Sucedió que, Willy Brandt, François Mitterrand, Olof Palme y otros popes de la izquierda europea le fueron poniendo en hora el reloj a un PSOE que no le daba cuerda desde el congreso de Suresnes en 1974. Aquel antiamericanismo se había quedado tan rancio y alejado de la realpolitik que González, ya instalado en la Moncloa, cambió de opinión y pasó a defender la permanencia de España en la OTAN.
González era consciente de la promesa electoral que había hecho, y del peso que esta había tenido en su victoria electoral. Pero comprendió también la trascendencia de aquella decisión y sus consecuencias para el futuro del país. En 1985 su gobierno firmó el Tratado de Adhesión a la Comunidad Económica Europea. Hablamos perdido durante décadas el tren de Europa, y no nos podíamos permitir viajar en los vagones de segunda desligando nuestra política de defensa de la de Francia, Italia, Reino Unido, Alemania, etc.
Aquel giro de 180 grados comprometía la credibilidad de González y del PSOE. Por eso cumplió su promesa de convocar un referéndum, defendió la permanencia de España en la alianza, y ligó su futuro político al resultado de la consulta. Si ganaba el “no” dimitiría. Ganó el “sí”. Meses después convocó elecciones generales y revalidó su mayoría absoluta.
Sin entrar en el debate de su constitucionalidad, la amnistía que ofrece Sánchez para obtener el puñado de votos que le faltan para su investidura es un asunto muy serio, de enorme trascendencia para el futuro de nuestro país, y sobre todo profundamente divisivo para la sociedad. Así lo admiten todas las personas sensatas, defensoras o detractoras de la amnistía para los delincuentes del procés.

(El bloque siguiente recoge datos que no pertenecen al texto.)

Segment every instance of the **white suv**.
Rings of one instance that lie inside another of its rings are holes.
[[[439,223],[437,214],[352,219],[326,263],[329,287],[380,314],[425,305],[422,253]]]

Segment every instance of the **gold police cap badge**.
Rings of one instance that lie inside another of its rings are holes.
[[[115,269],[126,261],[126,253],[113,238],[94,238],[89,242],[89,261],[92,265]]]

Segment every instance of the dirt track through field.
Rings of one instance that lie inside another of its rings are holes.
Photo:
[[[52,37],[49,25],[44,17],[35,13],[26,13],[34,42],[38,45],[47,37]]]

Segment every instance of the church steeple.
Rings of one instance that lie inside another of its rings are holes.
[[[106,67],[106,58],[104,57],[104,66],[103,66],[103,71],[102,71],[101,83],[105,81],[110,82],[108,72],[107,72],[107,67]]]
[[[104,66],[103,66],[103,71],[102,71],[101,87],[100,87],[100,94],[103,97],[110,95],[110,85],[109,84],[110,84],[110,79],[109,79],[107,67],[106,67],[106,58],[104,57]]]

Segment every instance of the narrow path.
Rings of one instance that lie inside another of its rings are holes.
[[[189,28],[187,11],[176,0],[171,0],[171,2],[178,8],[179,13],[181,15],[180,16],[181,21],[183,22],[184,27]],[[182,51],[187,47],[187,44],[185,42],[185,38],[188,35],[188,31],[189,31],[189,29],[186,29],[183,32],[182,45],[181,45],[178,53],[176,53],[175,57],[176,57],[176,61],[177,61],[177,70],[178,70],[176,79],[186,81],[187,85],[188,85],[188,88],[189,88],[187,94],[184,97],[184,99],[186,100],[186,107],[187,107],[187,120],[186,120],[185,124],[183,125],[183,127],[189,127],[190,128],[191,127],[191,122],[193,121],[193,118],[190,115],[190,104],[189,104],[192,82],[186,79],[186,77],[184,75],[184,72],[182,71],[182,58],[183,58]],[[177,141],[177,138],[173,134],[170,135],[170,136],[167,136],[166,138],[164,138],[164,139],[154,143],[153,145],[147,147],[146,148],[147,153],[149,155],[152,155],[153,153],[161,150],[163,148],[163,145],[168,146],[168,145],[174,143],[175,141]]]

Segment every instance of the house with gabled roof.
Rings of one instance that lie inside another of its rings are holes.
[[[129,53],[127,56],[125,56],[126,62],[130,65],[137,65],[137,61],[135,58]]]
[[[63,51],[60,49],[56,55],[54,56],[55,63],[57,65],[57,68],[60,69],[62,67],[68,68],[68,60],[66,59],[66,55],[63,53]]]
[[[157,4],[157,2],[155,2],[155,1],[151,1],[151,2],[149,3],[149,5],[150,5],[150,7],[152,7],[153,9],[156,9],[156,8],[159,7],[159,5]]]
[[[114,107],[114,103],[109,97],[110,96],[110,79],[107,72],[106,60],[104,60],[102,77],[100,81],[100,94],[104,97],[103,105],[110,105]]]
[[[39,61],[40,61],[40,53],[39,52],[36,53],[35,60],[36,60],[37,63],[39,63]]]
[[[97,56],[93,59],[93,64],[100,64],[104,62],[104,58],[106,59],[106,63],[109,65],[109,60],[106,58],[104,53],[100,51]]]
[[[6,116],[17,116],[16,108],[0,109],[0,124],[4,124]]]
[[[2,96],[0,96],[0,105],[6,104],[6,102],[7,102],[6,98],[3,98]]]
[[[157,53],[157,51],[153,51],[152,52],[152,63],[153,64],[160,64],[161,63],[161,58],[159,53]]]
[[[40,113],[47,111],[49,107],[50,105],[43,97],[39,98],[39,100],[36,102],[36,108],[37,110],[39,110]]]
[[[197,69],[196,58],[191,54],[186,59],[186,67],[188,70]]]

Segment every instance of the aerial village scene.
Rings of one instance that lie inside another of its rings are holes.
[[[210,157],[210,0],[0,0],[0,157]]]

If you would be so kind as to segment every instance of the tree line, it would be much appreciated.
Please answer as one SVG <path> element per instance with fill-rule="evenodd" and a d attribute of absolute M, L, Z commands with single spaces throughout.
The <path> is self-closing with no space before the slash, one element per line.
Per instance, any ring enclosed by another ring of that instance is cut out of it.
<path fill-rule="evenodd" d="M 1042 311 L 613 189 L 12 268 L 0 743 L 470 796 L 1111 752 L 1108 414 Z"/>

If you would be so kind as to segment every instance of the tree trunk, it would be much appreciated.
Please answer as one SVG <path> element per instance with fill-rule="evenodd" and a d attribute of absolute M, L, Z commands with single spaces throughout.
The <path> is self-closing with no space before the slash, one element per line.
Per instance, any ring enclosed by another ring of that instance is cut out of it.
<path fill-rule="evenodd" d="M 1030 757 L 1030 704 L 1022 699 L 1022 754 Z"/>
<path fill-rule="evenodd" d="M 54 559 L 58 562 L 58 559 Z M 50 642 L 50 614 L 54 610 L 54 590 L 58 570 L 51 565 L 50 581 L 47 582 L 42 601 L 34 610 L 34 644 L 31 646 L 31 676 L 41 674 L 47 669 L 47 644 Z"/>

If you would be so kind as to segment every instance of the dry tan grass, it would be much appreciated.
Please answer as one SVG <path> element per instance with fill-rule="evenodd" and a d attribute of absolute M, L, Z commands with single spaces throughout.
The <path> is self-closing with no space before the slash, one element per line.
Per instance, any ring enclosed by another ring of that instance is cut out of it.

Las consecuencias de que un Estado se disculpe por haber aplicado sus leyes legítimamente aprobadas por un parlamento elegido en democracia son infinitamente mayores a las que hoy mismo supondría para España abandonar la estructura militar de la OTAN. Los efectos sobre sus instituciones y la fractura social que genera amnistiar a un fugado de la justicia que lleva un lustro denigrando a España cada vez que se le presenta la ocasión tienen más impacto en nuestra convivencia que convertirnos en un país no alineado.
El Código Penal y el resto de leyes que hay que poner en almoneda para hacer desaparecer delitos cometidos, probados y juzgados, obligan a todos los españoles. Por tanto es lógico que todos nos pronunciemos sobre esa excepción para unos pocos. Si la amnistía se plantea como una cuestión de generosidad, de pasar página, de mirar al horizonte, de superar el conflicto, o sea, un asunto que defienden las buenas personas frente a los resentidos, los nostálgicos del enfrentamiento, la caspa, el fascio y tal y tal, si se somete esa amnistía a un referéndum recibirá un apoyo aplastante, salvo que Sánchez piense que preside en funciones un país de hijos de puta.
Comparar la calidad del liderazgo político de Felipe González con el de Pedro Sánchez es como comparar a Bellingham con Lucas Vázquez. Son del mismo equipo, claro, pero con talentos distintos. Los trompeteros de Sánchez que glosan cada día su audacia y su capacidad de supervivencia coinciden en muchos casos con los que hoy denigran la figura de un político de la talla de González por criticar la amnistía. Para hacerlo hay que tener poca memoria, y sobre todo poca vergüenza.